Dorian’s Aftermath: Category 5 hurricane has caused major damage across the Bahamas, the Red Cross Organization (IFRC) said today, warning 13,000 homes to be seriously damaged or destroyed.
“We have not been able to get a full picture of what actually happened.
“But it is clear that Typhoon Dorian has had a devastating impact,” said the head of the International Red Cross Federation and Red Crescent Emergency Operations Center in Geneva, Sune Bulow, in a statement.
He said they anticipated shelter needs, in addition to short-term economic support, and clean water and health assistance.
Hurricane Dorian hit the Bahamas with strong winds and rain Sunday, with Category Five storms destroying cities and homes as it hit an unmarked route to the coast of the United States with hundreds of thousands displaced.
There is no information on deaths on lowland islands.
But the IFRC said up to 13,000 homes had been damaged.
It also warned of major flooding on the island of Abaco which is believed to contaminate wells with salt water.
Carrying winds of 295 kilometers an hour, Dorian hit the beaches of the Abaco Islands in northwest Bahamas, as the strongest storm ever hit the Caribbean islands.

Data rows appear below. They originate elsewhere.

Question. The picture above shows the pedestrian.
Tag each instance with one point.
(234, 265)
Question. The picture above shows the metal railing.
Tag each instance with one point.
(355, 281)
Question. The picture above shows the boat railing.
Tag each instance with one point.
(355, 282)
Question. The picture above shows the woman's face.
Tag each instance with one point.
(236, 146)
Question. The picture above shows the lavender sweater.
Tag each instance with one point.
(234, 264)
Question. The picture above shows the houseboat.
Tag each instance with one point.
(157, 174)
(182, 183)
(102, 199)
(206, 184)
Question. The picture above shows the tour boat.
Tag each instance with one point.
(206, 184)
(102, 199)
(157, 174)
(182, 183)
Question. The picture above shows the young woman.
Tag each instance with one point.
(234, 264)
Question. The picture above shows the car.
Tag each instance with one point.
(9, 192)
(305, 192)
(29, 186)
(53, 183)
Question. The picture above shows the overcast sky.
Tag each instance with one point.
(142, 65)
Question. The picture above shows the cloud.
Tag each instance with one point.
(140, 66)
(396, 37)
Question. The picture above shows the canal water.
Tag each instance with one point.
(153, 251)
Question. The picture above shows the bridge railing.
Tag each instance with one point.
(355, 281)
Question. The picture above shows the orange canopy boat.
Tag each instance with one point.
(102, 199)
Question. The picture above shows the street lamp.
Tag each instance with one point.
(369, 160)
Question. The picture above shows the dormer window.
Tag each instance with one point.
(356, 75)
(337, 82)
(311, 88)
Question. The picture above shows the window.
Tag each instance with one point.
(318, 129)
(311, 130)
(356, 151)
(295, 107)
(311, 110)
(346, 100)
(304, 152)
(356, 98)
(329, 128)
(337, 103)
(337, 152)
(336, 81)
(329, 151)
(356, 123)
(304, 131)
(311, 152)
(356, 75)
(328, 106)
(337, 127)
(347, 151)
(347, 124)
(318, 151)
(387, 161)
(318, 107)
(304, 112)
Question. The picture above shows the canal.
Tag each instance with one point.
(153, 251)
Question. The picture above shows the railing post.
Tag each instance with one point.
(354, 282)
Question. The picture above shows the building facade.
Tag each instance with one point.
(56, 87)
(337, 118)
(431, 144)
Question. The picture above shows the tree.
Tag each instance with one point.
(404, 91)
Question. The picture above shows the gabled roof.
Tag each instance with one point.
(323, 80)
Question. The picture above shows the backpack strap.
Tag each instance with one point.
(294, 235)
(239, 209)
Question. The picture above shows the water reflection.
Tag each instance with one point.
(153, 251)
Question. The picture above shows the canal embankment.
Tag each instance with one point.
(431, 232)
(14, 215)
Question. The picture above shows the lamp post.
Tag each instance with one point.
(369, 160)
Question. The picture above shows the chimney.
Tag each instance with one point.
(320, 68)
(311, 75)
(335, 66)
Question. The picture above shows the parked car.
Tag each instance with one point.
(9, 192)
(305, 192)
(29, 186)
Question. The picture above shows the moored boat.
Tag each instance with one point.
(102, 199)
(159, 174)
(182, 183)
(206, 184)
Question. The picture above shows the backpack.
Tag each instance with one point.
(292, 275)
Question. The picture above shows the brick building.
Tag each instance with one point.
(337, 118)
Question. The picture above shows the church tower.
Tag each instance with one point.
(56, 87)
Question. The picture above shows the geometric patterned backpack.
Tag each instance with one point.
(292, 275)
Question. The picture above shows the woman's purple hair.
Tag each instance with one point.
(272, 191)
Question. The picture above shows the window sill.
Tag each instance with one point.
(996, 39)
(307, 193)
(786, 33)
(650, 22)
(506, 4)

The International Federation of Red Cross in the initial report on Dorian’s Aftermath, said hundreds of Red Cross volunteers, emergency vehicles and more than 30 trucks were packed with relief supplies to assist residents living along the hurricane route.
The American Red Cross estimated that some 19 million people live in areas that could be impacted by the storm, with as many as 50,000 people in Florida, Georgia and South Carolina potentially in need of emergency shelter, depending on the impact.
According to the Guardian, Florida’s northeastern coast could experience four to seven feet of storm surge, regardless of the hurricane’s path said National Hurricane Center director Ken Graham in a Facebook Live video.
“If you’re in an evacuation zone and they’re telling you to leave, please do so,” he said. “And do so early”.
Water can begin to overtake some areas of Florida or Georgia before the wind even gets there, shutting down roads.
Most computer model forecasts predict that Dorian will keep east, just off the Florida coast. But, “it cannot be stressed enough that only a small deviation to the left of the NHC forecast could bring the core of the extremely dangerous hurricane onshore of the Florida east coast within the hurricane warning area,” the Hurricane Center warned earlier today.